Feller pitched a 3rd no-hitter in 1951. It would be 1965 before anyone pitched a 4th. He went 22-8, his 6th and last 20-win season. He was 32, but had lost just a little off the amazing fastball. He became one of those "pitch with your head" pitchers. In 1954, now 35 and no longer an ace or even close to it -- the Indians had Early Wynn, Bob Lemon and Mike Garcia, and between them they won 65 games -- he went 13-3 and helped the Indians win another Pennant. They got swept in the World Series by the New York Giants, and Feller did not appear in the Series. He did get a ring in 1948, but he never won a World Series game.

His last 2 seasons showed what pitching 3,800 innings, and facing 16,000 batters, can do to an arm. He retired after the 1956 season, just before turning 38. His career records: 266-162, 3.25 ERA, 122 ERA+, 1.316 WHIP, and 2,581 strikeouts -- and more walks than any pitcher in history, 1,764, a record later broken by Nolan Ryan.

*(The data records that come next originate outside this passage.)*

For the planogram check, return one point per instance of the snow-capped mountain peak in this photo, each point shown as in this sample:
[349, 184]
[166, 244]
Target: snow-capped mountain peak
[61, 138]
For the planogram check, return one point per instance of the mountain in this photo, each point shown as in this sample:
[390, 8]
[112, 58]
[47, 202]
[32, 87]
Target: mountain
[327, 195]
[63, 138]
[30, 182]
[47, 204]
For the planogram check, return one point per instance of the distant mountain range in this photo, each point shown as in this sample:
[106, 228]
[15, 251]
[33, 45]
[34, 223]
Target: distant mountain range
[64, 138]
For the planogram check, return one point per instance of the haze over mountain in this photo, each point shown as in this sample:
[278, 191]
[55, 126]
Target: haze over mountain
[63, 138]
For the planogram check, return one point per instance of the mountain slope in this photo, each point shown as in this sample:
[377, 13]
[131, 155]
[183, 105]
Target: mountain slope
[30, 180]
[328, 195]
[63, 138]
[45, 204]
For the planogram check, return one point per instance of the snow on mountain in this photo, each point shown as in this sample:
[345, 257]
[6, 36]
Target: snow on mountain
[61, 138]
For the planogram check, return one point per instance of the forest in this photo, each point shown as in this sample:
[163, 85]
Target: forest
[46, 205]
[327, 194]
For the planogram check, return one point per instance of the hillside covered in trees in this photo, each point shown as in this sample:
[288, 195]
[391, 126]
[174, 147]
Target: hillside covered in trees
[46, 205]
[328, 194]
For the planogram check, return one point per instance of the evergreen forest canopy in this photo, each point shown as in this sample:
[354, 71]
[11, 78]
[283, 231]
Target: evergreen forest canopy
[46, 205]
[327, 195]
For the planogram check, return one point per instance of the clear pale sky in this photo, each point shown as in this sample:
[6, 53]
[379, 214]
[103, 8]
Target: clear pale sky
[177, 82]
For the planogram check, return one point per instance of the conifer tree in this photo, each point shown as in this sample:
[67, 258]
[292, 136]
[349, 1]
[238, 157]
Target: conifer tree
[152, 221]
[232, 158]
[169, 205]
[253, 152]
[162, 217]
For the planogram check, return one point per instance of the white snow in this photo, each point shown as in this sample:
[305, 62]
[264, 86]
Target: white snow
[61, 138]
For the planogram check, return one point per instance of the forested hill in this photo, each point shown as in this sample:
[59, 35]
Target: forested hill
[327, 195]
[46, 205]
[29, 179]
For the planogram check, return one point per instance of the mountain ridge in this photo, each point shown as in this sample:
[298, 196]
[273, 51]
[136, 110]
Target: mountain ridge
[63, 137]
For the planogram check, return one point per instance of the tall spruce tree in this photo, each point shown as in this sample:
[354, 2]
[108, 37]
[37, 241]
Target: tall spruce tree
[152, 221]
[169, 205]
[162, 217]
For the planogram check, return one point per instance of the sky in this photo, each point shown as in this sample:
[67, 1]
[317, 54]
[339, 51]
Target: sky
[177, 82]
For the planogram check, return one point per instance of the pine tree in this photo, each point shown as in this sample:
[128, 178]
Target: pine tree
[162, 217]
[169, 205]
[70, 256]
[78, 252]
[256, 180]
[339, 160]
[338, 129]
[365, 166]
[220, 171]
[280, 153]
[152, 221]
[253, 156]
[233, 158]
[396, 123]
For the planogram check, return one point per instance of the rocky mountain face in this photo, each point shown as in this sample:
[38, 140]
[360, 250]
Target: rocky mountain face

There was one unfortunate moment in Feller's career: In 1946, having seen film of Jackie Robinson playing his one season of minor-league ball, he said that, due to his physique, closer to that of a football player (which Robinson was, at UCLA, and a very good running back by the standards of 1939 college football), Robinson might not be an effective major league baseball player. In fact, he said, if Robinson were white, he might not even be big-league material.

In 1962, both Feller and Robinson were elected to the Baseball Hall of Fame, each in his 1st year of eligibility. Correcting his earlier misjudgment, Feller spent the rest of his life saying he was proud to go into the Hall with Robinson.

In 1957, Feller's Number 19 became the 1st uniform number retired by any Cleveland sports team. In 1994, a statue of him was dedicated outside the left field entrance to the Indians' new ballpark, Jacobs Field. In 1995, the Bob Feller Museum opened in Van Meter, designed by his son, architect Stephen Feller.
In 1999, The Sporting News named him Number 36 on its list of the 100 Greatest Baseball Players. This ranked him 3rd among players who spent their best years with the Cleveland Indians, behind Tris Speaker and Nap Lajoie. It ranked him 12th among all pitchers; among those in the post-1920 Lively Ball Era, it ranked him 8th, behind Paige, Warren Spahn, Lefty Grove, Sandy Koufax, Steve Carlton, Bob Gibson and Tom Seaver -- so only Paige, Gibson and Seaver outranked him among modern-era righthanders. It ranked him 5th among all players of his generation, behind Williams, Stan Musial, DiMaggio and Spahn -- meaning only Spahn outranked him among pitchers in his generation, and no righthanded pitcher of his generation did.

All this despite missing 4 years in service to his country. He always insisted that he wouldn't trade his 4 years in the Navy for 4 successful years in baseball.

What if he had been exempt from the draft? Well, keep in mind, he enlisted before he could be drafted. But he was averaging 25 wins and 250 strikeouts a season in the 3 years before he went in, and won 26 and fanned 348 in his 1st full season back. Chances are, instead of 266 wins -- still the most in Indians' history -- he would have had somewhere around 363, which is Spahn's total, the most among 20th Century pitchers, and more than Roger Clemens and Greg Maddux, the only pitchers since Spahn to top 350 -- or even 330. And he almost certainly would have broken what was then the all-time strikeout record, 3,508, by Walter Johnson.

In 2008, Bob Feller appeared at the All-Star Game at the old Yankee Stadium, as one of 49 players already in the Hall of Fame on hand, the largest group of HOFers ever gathered together outside of the Hall's location of Cooperstown, New York. It may have been his last appearance in a big-league ballpark. A full house of 57,000, most of whom knew him only from his name, some stats, old film clips and the occasional television interview -- gave him a standing ovation. Not just because he was Bob Feller, HOF, but also because he was Bob Feller, CPO, USN.
Bob Feller died yesterday. He was 92 years old. At ease, sir.

UPDATE: He was buried at Gates Mills North Cemetery, in the Cleveland suburb of Gates Mills, Ohio.